The typical symptoms of Chest pain are:
Chest “tightness,” “squeezing,” or “heaviness.” People describe this feeling as a weight or as a band being tightened around their chest. The pain is usually located on the left side of the chest above the bottom of the ribcage, but it’s often hard to define its exact location.

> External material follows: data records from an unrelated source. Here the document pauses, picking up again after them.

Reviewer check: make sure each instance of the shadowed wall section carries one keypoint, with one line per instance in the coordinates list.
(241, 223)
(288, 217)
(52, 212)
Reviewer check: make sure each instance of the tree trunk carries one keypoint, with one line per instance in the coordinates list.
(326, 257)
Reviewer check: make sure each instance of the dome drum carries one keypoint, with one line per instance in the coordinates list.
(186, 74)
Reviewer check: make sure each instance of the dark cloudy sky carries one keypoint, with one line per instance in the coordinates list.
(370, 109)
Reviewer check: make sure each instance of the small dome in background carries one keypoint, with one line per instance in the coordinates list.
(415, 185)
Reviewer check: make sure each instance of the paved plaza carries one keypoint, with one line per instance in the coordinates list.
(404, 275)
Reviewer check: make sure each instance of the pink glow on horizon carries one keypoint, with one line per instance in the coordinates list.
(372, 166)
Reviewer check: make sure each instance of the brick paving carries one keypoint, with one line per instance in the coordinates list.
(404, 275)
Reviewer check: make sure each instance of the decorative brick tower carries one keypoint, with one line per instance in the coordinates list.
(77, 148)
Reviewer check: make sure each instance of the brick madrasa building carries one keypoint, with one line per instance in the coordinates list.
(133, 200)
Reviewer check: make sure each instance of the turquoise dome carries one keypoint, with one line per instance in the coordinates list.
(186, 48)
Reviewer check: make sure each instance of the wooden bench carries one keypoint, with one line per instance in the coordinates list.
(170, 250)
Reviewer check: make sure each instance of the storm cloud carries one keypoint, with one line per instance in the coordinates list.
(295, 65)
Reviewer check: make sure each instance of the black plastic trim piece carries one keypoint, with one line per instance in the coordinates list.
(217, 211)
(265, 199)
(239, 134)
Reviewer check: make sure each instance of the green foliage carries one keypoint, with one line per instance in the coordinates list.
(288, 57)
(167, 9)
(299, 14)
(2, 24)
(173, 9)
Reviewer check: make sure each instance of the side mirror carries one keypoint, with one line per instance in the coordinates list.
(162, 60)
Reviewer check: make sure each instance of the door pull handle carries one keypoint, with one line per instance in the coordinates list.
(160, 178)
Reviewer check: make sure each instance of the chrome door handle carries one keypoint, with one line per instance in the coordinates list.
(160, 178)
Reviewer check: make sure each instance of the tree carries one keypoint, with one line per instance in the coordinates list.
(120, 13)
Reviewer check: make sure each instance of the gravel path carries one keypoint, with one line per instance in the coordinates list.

Shortness of breath. Sweating, nausea, and an anxious feeling
A pain in the left arm, neck and jaw.

The typical symptoms of chest pain in women are:
Chest “tightness,” “squeezing,” or “heaviness.”  People describe this feeling as a weight or as a band being tightened around their chest. The pain is usually located on the left side of the chest above the bottom of the ribcage, but it’s often hard to define its exact location.
Shortness of breath.Sweating, nausea, and an anxious feeling
A pain in the left arm, neck and jaw.